The FDA defines a “rare pediatric disease” as a serious or life-threatening disease in which the serious or life-threatening manifestations primarily affect individuals aged from birth to 18 years. Under the FDA’s Rare Pediatric Disease Priority Review Voucher program, a sponsor who receives an approval for a drug or biologic for a rare pediatric disease may qualify for a voucher that can be redeemed to receive a priority review of a subsequent marketing application for a different product. Recently, vouchers have been sold for as much as $100 million.

In addition to receiving Rare Pediatric Disease designation, AOC 1044 has been granted Orphan designation by the FDA and the European Medicines Agency (EMA), and Fast Track designation by the FDA.

FDA granted Fast Track designation to PepGen’s PGN-EDODM1, an investigational peptide-conjugated antisense oligonucleotide in development for the treatment of myotonic dystrophy type 1 (DM1). PepGen is evaluating PGN-EDODM1 in the ongoing FREEDOM-DM1 phase 1 trial and expects to report preliminary data later this year.

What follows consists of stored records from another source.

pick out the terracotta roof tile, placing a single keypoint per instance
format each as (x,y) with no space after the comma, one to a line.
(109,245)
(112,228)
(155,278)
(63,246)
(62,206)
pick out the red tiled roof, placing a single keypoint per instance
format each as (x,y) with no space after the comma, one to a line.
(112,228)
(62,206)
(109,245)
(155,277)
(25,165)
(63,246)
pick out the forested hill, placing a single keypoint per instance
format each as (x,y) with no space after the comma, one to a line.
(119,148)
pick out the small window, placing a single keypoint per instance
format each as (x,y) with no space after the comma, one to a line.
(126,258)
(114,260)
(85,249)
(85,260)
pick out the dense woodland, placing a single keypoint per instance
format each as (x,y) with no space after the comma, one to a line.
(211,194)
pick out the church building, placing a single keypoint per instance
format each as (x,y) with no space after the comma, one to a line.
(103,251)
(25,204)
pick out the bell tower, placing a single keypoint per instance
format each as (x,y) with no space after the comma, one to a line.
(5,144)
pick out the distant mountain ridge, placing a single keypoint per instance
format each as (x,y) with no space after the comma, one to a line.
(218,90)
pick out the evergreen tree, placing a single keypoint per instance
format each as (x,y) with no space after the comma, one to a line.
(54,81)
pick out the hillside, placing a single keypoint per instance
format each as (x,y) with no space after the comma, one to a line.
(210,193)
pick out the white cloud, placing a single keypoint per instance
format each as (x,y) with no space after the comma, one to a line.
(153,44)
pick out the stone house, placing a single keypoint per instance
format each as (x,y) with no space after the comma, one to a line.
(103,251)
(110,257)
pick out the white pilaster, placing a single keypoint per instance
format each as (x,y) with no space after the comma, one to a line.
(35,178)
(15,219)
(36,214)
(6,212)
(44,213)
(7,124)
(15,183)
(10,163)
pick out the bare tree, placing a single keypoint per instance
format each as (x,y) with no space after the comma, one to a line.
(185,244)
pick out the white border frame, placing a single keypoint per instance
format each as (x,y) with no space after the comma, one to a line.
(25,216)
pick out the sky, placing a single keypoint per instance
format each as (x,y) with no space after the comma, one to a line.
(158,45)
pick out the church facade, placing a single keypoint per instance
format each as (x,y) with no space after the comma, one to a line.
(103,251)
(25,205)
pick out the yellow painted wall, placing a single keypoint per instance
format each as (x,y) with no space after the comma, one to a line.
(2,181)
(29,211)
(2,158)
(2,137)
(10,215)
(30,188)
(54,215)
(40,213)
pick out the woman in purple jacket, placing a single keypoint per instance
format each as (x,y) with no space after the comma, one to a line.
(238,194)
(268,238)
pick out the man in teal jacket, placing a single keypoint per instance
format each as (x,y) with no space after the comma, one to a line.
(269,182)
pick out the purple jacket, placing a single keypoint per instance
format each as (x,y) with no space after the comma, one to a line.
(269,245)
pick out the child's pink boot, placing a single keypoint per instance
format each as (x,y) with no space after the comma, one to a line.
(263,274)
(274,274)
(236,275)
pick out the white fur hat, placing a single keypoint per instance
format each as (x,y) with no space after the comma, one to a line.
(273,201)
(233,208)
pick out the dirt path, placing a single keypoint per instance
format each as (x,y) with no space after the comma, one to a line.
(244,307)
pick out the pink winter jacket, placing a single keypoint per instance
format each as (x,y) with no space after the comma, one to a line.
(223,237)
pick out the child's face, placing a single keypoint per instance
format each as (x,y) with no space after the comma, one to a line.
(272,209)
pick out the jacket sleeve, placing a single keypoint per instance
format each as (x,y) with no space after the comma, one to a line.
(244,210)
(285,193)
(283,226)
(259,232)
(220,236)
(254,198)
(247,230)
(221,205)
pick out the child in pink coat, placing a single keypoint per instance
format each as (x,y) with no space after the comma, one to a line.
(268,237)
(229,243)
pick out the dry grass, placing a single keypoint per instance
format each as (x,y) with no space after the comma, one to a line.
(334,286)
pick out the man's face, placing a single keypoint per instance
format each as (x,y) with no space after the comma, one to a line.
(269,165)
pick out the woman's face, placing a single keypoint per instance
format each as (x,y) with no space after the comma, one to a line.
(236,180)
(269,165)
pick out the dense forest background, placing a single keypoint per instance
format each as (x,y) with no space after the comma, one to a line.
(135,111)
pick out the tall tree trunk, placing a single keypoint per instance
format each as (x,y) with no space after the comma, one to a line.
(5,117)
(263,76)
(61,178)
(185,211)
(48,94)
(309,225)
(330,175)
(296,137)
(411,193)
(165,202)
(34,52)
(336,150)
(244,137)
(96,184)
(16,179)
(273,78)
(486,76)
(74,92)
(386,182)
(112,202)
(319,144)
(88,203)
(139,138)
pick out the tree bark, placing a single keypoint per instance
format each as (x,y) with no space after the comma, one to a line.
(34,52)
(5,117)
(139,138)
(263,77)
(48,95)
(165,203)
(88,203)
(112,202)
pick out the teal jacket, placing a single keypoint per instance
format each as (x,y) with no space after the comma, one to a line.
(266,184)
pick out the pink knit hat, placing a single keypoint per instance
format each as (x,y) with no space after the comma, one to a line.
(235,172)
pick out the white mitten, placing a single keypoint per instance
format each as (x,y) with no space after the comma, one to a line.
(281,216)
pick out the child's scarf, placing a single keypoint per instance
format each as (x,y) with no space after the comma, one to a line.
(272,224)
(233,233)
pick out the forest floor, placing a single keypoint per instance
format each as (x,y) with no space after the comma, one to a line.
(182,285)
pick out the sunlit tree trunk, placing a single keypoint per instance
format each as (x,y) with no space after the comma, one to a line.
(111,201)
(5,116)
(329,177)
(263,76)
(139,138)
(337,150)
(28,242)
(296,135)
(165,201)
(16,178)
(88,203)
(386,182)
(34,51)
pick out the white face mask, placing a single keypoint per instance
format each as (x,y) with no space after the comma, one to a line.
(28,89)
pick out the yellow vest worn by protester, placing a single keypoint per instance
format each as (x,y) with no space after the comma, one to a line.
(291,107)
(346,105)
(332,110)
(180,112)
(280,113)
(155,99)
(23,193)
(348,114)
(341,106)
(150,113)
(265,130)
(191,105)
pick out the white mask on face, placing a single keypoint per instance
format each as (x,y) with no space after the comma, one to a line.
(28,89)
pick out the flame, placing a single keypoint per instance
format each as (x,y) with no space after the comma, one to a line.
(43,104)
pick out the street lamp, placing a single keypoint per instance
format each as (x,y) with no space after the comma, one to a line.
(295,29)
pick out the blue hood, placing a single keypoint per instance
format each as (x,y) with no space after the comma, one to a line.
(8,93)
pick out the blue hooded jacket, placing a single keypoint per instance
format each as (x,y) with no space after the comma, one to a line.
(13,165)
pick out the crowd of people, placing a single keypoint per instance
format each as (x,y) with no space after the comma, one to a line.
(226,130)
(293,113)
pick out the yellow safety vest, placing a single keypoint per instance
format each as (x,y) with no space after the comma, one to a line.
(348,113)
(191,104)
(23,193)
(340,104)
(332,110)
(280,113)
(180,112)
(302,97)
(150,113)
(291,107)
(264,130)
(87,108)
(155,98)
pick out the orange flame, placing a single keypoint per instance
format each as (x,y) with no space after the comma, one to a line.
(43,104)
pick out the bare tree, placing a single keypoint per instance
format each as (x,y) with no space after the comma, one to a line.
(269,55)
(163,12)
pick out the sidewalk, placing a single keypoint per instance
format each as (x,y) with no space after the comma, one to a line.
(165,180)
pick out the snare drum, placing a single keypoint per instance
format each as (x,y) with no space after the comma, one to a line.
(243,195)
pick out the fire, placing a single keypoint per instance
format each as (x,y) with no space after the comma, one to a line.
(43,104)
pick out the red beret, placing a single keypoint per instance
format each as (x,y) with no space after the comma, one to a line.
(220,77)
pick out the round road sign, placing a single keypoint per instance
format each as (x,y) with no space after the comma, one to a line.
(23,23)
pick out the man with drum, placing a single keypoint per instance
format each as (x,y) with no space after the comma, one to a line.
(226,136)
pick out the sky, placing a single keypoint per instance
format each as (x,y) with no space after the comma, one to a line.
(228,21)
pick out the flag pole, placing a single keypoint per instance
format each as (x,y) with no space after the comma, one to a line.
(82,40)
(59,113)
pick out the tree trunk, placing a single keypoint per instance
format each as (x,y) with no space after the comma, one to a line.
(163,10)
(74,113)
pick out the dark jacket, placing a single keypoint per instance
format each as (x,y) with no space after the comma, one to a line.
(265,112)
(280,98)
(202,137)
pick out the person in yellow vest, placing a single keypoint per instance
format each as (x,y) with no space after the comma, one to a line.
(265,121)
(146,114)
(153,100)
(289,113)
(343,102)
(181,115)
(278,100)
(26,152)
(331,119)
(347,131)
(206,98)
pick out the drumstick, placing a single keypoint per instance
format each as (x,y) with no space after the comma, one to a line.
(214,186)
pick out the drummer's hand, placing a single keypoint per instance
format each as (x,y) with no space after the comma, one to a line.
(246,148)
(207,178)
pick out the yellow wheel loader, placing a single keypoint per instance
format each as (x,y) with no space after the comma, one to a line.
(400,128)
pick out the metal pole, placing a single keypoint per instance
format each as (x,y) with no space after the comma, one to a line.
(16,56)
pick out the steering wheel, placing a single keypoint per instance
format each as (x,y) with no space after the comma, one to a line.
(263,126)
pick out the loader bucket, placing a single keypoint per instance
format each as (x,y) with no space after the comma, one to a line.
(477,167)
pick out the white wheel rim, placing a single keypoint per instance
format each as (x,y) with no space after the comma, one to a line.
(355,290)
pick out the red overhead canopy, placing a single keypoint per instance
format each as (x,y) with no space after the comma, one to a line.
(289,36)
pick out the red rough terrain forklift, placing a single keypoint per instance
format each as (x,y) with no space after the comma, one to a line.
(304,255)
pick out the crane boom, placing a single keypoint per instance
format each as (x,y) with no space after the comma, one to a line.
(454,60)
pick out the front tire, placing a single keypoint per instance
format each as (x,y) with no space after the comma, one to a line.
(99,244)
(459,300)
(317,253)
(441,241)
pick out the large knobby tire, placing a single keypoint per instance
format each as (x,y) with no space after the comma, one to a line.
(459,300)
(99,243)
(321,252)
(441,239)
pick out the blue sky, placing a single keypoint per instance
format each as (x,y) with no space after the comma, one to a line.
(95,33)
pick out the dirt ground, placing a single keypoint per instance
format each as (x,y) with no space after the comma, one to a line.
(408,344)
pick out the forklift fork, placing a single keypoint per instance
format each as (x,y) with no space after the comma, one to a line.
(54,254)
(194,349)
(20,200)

DM1 (also known as Steinert’s disease), is a progressively disabling, life-shortening genetic disorder estimated to affect 40,000 people in the U.S., and more than 74,000 people in Europe. People living with DM1 typically present with myotonia (stiff or contracted muscles), muscle weakness, and cardiac and respiratory abnormalities. There are currently no available treatment options that target the root cause of the disease.

The FDA’s Fast Track designation is a process designed to facilitate the development and expedite the review of drug candidates that treat serious conditions and fill an unmet medical need, with the goal of getting important new drugs to the patient earlier. Once a drug candidate receives Fast Track designation, early and frequent communication between the FDA and the drug company is encouraged throughout the entire drug development and regulatory review process. The frequency of communication assures that questions and issues are resolved quickly, often leading to earlier drug approval and access by patients.

FDA granted Breakthrough Therapy designation to Otsuka Pharmaceutical and Visterra, an Otsuka group company, for the investigational drug sibeprenlimab for the treatment of immunoglobulin A nephropathy (IgAN), also known as Berger’s disease.

IgAN is the most common form of primary glomerulonephritis worldwide and is the most common cause of kidney failure in young adults. The disease is associated with a reduction in life expectancy of 10 years, with at least 30 percent of affected patients progressing to kidney failure within 20 to 30 years, despite optimized standard of care therapy. Current standard of care management is based on renin-angiotensin aldosterone system (RAAS) blockers and adequate blood pressure control, but the risk of kidney failure remains high.

Sibeprenlimab is a humanized monoclonal antibody that blocks the action of the B-cell growth factor, APRIL (an acronym for a proliferation-inducing ligand), which plays a key role in the development and progression of IgAN. Otsuka and Visterra announced positive results of the phase 2 ENVISION trial for IgAN in November 2023. The trial results were also published in The New England Journal of Medicine.

Breakthrough therapy designation is granted by the FDA for a drug intended to treat a serious condition when preliminary clinical evidence indicates that the drug may demonstrate substantial improvement over existing therapies on at least one clinically significant endpoint.  Breakthrough therapy designation allows the agency to prioritize and focus resources on the most promising products for which no satisfactory treatment option exists.